Western Price Survey / Archives
January 30, 2004
Painfully cold weather in Western Canada pushed demand and prices up in that region this week. The Alberta Electric System Operator reported pool prices as high as 707.25 mills/KWh on Wednesday, with loads up in the 8,400 MW vicinity. Even low-demand power attracted three-digit prices this week, topping out at 145.43 mills/KWh at mid- week.
In the Northwest United States, trading at Mid-Columbia stuck to the mid-forties range in the early part of the week. Opening on Monday at between 43.50 mills and 46 mills/KWh, the price for packages of peak- delivery power barely moved during the next two days; On Thursday, power bought and sold for Friday delivery at the hub had lost about 3 mills in value. Off-peak power kept to between 36 mills and 39.50 mills/KWh for delivery this week. Off-peak power bought and sold for delivery next Monday jumped to a high of 43 mills/KWh.

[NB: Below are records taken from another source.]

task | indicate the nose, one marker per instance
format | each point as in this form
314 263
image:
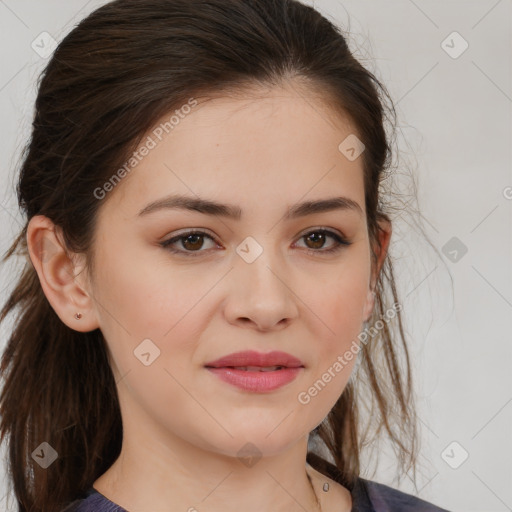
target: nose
260 294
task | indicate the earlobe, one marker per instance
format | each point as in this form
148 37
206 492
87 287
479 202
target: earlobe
58 276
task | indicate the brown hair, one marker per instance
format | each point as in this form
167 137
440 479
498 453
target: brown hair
112 77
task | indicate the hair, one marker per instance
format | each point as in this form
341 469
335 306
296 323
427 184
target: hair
117 73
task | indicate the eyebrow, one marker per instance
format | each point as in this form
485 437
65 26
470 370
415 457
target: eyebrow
209 207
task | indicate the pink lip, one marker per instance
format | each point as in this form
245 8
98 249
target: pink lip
257 381
253 358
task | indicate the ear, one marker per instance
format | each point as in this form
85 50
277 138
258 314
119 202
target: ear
380 249
62 282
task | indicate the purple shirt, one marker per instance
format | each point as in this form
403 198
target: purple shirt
367 496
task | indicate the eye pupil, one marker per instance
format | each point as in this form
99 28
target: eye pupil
195 238
317 238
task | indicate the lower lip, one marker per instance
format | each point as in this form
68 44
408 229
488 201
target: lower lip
256 381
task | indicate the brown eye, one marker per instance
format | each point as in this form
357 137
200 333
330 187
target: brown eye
316 239
191 242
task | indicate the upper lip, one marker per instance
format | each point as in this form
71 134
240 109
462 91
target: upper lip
253 358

Prices in the southern regions showed a bit more strength. At SP15, peak-load power was changing hands for between 50.50 mills and 53.50 mills/KWh on Monday; the pot was sweetened with an additional 3 mills in late-week trading. Palo Verde power came in a little lower. High- demand power at Palo Verde drew a high of 51.50 mills/KWh in mid-week trading, tapering down to between 46 mills and 47 mills/KWh for Friday deliveries. Off-peak power ran an average of 10 mills/KWh lower than the price for peak-power at the hub throughout the week before moving for 43.25 mills/KWh on Friday.
As reported earlier in the week, Columbia Generating Station and the San Onofre Nuclear Generating Station each began the week curtailed. Columbia spent the first half of the week at about 60 percent output and SONGS No. 3 has been off line since Saturday, January 24. By Thursday morning, Columbia was back at full output. No word was heard about the return of the SONGS unit.
The 750 MW Four Corners Unit No. 4, which has had its output curtailed by about 400 MW for the better part of last week, remained on planned- curtailment status throughout the week. Planned outages carried over from last week also include the 726 MW Ormond No. 1 and 775 MW Ormond No. 2 units. South of the border, in Baja, Mexico, the 309 MW La Rosita II went on an unscheduled outage beginning Thursday morning [Shauna O'Donnell].
Rally Hopes Tempered by Storage Numbers
After all the hue and cry late last summer and early fall about the dearth of natural gas in the nation's underground storage facilities, it looks now like amply supplies are in the ground to see us through the remainder of this winter. At least that is what the numbers out of the Energy Information Administration appear to indicate.
According to this week's EIA report, as of last Friday there were 2,063 Bcf of gas in storage, a decline of 195 Bcf from the prior week. Nevertheless, the numbers are well above last year; stocks at this time last year were 1,729 Bcf. This week's storage numbers also remain on the credit side of the ledger when compared to the five-year average of 1,900 Bcf.
"Gas is hanging in there," said remarked one trader, referring to the continued run of prices above the $5.00/MMBtu mark. Had the EIA reported a larger draw from storage, indices likely would have recorded a bump up in prices across the board, but instead, the status quo held during end-of-week trading.
San Juan Basin gas opened the week at between $5.10 and $5.23/MMBtu, skipped up to $5.50/MMBtu in mid-week trading, then sank back down to around $5.20/MMBtu for Friday deliveries. Permian followed suit-- starting the week between $5.10 and $5.34/MMBtu, gaining about two bits in value midweek, before quickly dropping back down to $5.19/MMBtu in Thursday trading.
PG&E CityGate deliveries managed to avoid any real swings in prices much of the week, sticking close to $5.60/MMBtu during the course of the week. Malin gas values were jostled around a bit more. After opening on Monday at between $5.35 and $5.42/MMBtu, the price of gas at that hub reached $5.71/MMBtu on Wednesday--only to sink to $5.25/MMBtu the following day [S O'D.].